Interestingly, there is virtually no difference in strike rate as the percentage of the non-Dalit-Muslim population increases in 2012. However, as the BJP performs better, this cleavage materialises in a serious way, with 2017 displaying a 53% BJP strike rate when the non-Dalit-Muslim population is less than 40% of the population and an 84% BJP strike rate when the non-Dalit-Muslim is greater than 60% of the population.

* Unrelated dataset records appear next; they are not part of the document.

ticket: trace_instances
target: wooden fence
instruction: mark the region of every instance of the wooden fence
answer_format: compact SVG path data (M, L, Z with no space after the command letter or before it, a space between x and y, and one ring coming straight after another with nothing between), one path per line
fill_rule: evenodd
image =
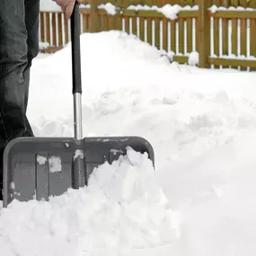
M179 63L188 63L190 54L198 52L200 67L256 69L256 0L123 0L115 1L114 14L101 5L111 1L103 1L80 8L81 33L123 31L172 51ZM183 6L175 19L164 8L134 8L169 3ZM40 18L40 40L50 46L46 51L57 50L70 40L70 21L61 12L41 11Z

Chart 2 plots the BJP’s strike rate for the 2012, 2014, and 2017 elections by the percentage of the district population that is from the Muslim community. Intriguingly, the BJP does slightly better in areas with more Muslims in 2012. More importantly, the BJP consistently reaches its highest strike rates in the intermediate category - populations with between 20% and 40% Muslims. Naturally, when the Muslim population gets much higher (>40%), the BJP’s strike rate drops significantly. This rise of BJP’s strike rate in the intermediate category is evidence of the electoral benefits of Hindu-Muslim polarisation. When the population of Muslims is significant, but not too large, it becomes easier to polarise the electorate against this population. As the population of Muslims drops or grows, polarisation is either less effective or infeasible.
The data suggest that there are noticeable electoral benefits (at least as far as UP is concerned) to creating a coalition in a counter-mobilisation against Dalits and Muslims.
At this point, I would be remiss to not mention a second brutal drugging and raping of a young girl in Jammu. Here too, the accused initially found political cover.
Electoral politics is typically based on certain ground-level identity-based calculations, generating a disjuncture between public outrage and the actions of a political party.
The slow response against the alleged perpetrators of a brutal crime — as opposed to a general change in law with regard to rape — reflects these cynical calculations.
The author is Senior fellow, Centre for Policy Research. Views expressed are personal.